Moe - we need a letter from our employer for flying out of Qatar to let's say - Canada? Wouldn't be surprised .... we are employed in the 'logic free zone'


----------



## Moe78 (Oct 29, 2010)

Yup I am not sure whether everyone is required to get a letter/permission in Qatar but it is true. Some people in Dubai need permission too.


----------



## Fatenhappy (Jun 23, 2009)

dubgal782 said:


> I fail to see what is so strange about the question--have you ever crossed the border into oman? It can be bloody terrifying. You need a letter from your employer to drive through Saudi, so the logical thing was to ask the question.


To get into Oman you need an entry visitors visa payable at the border and that's only permissible for a specific period ... so obviously you will leave their borders under that same visa.

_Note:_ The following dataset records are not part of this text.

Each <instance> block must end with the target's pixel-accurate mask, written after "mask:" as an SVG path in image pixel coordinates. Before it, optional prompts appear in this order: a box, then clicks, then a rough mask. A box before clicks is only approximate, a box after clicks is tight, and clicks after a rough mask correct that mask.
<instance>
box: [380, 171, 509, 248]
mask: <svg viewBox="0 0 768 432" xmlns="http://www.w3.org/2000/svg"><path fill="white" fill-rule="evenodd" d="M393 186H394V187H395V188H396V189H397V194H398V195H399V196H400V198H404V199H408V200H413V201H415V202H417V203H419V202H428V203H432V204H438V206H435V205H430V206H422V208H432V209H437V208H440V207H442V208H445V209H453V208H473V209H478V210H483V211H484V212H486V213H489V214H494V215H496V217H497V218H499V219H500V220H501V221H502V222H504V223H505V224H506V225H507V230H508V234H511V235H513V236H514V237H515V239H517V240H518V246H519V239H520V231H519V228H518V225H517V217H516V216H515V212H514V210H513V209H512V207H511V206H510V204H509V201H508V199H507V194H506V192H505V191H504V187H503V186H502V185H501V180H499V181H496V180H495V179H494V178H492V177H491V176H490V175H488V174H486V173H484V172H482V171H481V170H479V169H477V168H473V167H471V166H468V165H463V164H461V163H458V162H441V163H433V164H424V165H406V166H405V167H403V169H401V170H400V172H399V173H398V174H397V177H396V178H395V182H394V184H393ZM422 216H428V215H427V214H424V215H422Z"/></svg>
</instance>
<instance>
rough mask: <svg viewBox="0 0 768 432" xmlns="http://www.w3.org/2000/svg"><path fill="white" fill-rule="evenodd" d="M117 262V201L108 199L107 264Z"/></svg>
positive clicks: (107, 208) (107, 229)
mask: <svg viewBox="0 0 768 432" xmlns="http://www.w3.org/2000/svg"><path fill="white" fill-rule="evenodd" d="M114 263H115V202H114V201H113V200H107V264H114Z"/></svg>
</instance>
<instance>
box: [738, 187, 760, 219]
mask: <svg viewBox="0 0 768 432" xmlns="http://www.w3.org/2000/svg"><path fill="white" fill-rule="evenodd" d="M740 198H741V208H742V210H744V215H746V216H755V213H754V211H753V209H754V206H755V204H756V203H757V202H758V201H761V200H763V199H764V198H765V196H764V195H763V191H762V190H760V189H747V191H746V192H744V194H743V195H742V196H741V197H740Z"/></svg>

I used to live and work in Oman and occassionally drive to Dubai before flying OS ... no problem so whats the difference?


----------



## Fatenhappy (Jun 23, 2009)

Jynxgirl said:


> Some of us have to have a paper to fly from the uae.....  So not strange at all. They do not share info if you happen to be one of those people.


Hey Jynx ... and no I am not personnally being s e x ist, but it may be because you are a female.

A good mates wife has just gone to Syria for a week and she had to get a letter of permission from her husband ..._ ( " oh yea of little trust" ... do they really treat their women that bad that think they might not come back)_ on the other hand he can just go .... I know I know .... di*k heads ... agreed! ....


----------



## Jynxgirl (Nov 27, 2009)

Nope.... It is because of the type of visa you have and your job. 

They are worried people will leave when stuff hits the fan...


----------



## wandabug (Apr 22, 2010)

I regularly fly to Oman then Oman to UK and have never had to show anything. Have also driven over the Oman border - what is so terrifying?


----------